Uninsured auto crash victims face 37% higher death rate, says MIT Sloan study

Cambridge, Mass. — January 22, 2003 — Automobile accident victims who lack health insurance receive 20 percent less treatment in hospitals and are 37 percent more likely to die of their injuries than victims with health coverage, according to new research by an MIT Sloan School of Management professor.

“Insurance status has a significant effect on treatment decisions and ultimately patient outcomes,” concluded the study by MIT Sloan Assistant Professor Joseph J. Doyle Jr., who based his findings on a unique data set that links police accident reports with hospital records.

“A lot of studies show that the uninsured get less care, but that may be because they are less likely to go to doctors in the first place or because of other factors,” Doyle said in an interview. “For my study, I picked a case — car accidents — where people have no choice about seeking medical care. Beyond the amount of care received, we also looked at health outcomes and found higher mortality for the uninsured. Emergency rooms are not as much of a safety net as people think. The uninsured still get a lot of care, but are less likely to receive the expensive critical treatments that can save lives.”

Using data collected in Wisconsin, Doyle controlled for age, accident severity and other factors, including seat belt use. “Comparisons to patients who do not have automobile insurance [but do have health insurance] and those receiving Medicaid suggest that health insurance status is driving the results, not underlying differences in income, attitudes toward risk, or health status,” according to the study.
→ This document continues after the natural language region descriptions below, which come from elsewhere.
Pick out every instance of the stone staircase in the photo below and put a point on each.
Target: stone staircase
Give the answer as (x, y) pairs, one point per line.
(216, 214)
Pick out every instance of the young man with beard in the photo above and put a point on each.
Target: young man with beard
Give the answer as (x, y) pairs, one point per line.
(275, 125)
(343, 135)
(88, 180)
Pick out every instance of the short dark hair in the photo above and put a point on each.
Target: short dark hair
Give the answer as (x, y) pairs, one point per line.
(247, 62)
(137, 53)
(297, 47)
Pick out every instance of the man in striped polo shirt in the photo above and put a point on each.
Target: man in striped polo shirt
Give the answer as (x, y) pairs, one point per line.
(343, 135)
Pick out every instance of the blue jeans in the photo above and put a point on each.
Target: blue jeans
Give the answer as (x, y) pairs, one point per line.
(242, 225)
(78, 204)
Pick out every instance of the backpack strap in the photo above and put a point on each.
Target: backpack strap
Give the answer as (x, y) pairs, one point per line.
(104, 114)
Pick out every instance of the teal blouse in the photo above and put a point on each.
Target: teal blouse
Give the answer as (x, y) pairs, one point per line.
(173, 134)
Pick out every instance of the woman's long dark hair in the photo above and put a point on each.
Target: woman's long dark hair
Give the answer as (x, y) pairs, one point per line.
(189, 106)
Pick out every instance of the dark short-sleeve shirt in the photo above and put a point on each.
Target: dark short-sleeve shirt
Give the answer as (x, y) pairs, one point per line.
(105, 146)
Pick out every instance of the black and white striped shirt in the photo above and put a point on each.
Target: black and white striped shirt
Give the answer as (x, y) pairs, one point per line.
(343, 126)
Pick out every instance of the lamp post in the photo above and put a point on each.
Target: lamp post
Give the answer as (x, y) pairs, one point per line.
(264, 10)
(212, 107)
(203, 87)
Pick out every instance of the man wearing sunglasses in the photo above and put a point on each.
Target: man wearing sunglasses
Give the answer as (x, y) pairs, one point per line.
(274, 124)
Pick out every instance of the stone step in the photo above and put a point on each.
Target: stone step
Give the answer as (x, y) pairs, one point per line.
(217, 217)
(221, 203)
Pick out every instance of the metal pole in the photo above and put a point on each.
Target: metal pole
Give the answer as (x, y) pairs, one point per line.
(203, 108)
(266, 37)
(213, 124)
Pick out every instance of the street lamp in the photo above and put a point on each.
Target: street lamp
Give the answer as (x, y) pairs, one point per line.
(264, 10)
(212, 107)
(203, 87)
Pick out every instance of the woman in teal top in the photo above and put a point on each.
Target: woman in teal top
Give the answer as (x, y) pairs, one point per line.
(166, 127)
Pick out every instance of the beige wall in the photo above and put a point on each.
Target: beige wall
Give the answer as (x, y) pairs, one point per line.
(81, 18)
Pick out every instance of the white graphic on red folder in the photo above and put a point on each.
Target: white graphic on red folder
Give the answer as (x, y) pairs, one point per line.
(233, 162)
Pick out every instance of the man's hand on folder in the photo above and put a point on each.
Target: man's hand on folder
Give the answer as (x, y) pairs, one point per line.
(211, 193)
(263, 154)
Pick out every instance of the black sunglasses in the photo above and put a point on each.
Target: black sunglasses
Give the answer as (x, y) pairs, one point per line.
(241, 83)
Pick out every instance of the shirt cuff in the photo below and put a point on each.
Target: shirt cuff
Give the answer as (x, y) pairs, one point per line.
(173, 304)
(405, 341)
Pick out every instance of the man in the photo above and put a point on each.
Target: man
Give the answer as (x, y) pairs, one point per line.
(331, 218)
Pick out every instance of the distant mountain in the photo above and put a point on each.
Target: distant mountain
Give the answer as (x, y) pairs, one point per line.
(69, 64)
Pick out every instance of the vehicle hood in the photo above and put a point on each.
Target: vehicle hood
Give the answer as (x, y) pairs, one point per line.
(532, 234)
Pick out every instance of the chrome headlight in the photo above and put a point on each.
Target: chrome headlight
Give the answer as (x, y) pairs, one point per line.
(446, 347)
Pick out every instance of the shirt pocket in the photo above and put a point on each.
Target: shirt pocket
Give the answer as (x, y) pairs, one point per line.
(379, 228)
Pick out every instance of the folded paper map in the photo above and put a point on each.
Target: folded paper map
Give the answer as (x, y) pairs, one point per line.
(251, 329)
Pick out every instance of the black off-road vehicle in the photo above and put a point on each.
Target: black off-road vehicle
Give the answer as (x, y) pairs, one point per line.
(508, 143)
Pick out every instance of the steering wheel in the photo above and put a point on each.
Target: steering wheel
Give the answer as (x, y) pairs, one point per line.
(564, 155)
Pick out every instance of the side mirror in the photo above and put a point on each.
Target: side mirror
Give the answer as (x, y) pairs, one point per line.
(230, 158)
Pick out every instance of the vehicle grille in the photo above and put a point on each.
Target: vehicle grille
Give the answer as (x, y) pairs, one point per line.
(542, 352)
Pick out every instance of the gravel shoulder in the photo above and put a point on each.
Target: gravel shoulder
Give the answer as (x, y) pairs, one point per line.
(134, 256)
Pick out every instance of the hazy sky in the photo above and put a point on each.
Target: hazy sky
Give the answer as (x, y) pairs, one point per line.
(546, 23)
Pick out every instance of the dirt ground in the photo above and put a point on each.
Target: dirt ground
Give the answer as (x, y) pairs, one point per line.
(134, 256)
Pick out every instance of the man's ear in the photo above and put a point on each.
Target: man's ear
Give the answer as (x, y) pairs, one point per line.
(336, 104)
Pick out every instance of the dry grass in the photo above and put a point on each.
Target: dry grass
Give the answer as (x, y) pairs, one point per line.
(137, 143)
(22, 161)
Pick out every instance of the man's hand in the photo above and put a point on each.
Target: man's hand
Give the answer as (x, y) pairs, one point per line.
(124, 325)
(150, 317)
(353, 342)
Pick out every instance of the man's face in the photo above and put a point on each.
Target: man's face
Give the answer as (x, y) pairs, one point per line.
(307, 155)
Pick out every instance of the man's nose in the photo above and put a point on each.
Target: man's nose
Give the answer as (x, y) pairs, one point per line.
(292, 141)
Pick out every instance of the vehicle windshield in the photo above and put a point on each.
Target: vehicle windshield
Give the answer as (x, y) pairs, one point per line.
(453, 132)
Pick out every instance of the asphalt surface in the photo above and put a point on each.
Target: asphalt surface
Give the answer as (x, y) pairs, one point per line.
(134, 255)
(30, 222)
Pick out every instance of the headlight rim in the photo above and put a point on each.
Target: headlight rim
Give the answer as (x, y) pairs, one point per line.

While doctors and other providers generally insist that insurance status has no bearing on the quality or quantity of care delivered, Doyle's study indicates otherwise. “In fact, it appears that one of the first pieces of information discovered (about people coming into emergency rooms) is insurance status,” it said.
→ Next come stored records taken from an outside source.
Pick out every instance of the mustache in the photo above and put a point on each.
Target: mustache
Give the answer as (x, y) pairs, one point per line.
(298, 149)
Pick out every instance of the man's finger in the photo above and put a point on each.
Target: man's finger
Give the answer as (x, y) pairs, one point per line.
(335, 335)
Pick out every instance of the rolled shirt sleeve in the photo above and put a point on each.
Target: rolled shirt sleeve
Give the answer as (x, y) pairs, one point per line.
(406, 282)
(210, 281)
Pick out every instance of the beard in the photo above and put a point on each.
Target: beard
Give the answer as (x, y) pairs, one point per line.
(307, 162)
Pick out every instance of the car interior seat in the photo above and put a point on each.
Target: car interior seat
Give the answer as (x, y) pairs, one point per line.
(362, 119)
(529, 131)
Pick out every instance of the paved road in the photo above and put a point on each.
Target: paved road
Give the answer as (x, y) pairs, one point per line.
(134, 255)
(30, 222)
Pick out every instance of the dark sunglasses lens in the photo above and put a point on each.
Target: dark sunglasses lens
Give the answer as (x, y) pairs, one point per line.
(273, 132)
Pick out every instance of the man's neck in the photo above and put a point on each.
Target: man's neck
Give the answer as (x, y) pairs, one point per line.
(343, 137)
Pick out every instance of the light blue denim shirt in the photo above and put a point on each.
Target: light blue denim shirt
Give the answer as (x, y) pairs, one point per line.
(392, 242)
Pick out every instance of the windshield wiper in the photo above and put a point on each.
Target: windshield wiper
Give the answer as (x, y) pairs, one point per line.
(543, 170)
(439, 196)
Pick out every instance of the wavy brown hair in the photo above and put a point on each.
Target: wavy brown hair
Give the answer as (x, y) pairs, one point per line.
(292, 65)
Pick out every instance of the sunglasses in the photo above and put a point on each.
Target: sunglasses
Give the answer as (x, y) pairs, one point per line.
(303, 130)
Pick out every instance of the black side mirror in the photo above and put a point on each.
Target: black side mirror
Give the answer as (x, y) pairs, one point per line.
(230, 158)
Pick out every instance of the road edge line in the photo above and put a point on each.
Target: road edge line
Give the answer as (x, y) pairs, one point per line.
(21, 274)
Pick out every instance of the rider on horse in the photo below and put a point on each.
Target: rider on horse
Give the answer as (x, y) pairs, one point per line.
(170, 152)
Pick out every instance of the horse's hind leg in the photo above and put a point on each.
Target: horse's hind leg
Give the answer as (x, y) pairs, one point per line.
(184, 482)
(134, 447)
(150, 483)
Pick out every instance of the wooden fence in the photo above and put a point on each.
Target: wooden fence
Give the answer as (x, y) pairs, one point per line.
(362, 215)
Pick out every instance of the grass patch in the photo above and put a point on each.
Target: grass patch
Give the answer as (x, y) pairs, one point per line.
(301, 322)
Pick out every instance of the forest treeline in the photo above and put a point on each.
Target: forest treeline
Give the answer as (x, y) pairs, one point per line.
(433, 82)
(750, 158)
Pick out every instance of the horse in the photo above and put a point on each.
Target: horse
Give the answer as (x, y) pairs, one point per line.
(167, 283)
Doyle, a labor economist who studies health and child welfare issues, said his research has major implications for health care policy. “Because car crashes are the leading cause of death for people under 35, these issues are exactly the kind of thing we should be thinking about.”
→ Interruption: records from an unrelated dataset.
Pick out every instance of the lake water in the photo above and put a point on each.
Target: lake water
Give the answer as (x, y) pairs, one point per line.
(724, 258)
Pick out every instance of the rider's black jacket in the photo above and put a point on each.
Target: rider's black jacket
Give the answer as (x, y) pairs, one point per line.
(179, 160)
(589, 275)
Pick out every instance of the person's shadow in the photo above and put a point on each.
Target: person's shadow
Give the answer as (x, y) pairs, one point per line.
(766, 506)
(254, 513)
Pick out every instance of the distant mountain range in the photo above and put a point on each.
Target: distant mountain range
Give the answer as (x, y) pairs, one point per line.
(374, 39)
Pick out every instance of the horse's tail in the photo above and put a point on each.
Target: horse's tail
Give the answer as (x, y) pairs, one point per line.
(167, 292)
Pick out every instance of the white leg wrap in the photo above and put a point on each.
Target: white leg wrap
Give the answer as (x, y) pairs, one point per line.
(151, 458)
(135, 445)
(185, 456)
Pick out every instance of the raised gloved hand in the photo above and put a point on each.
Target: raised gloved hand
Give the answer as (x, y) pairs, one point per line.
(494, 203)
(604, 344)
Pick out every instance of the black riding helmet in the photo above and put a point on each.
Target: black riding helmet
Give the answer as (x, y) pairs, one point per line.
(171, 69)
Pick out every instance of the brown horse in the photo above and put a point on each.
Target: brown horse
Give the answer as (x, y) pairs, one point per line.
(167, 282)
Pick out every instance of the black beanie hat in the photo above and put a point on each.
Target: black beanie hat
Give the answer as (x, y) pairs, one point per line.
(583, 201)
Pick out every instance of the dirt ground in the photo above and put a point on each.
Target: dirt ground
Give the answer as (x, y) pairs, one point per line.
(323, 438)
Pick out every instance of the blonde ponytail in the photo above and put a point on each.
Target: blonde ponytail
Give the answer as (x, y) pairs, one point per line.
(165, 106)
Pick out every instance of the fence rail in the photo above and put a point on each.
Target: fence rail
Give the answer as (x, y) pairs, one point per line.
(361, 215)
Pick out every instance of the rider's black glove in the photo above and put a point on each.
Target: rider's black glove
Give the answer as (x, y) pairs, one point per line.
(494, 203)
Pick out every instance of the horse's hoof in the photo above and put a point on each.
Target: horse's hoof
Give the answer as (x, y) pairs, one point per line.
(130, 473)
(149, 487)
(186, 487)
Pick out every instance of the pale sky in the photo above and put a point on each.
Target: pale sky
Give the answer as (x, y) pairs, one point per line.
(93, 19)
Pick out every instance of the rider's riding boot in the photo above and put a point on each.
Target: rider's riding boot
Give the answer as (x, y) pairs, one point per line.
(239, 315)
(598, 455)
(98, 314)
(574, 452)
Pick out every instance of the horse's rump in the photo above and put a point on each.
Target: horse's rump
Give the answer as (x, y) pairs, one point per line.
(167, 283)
With a recent government report that health care costs rose by nearly nine percent from 2000 to 2001, Doyle's research is also significant to health care providers. If automobile accident victims at least carried catastrophic coverage — which costs about $300 a year in Wisconsin, according to Doyle — emergency rooms would receive at least some reimbursement for treating car accident victims and might thus be more likely to provide more of the advanced care given to people with full insurance coverage.

“If people knew that the emergency room safety net is really not there as much as they think it is, they might go for at least catastrophic insurance,” said Doyle.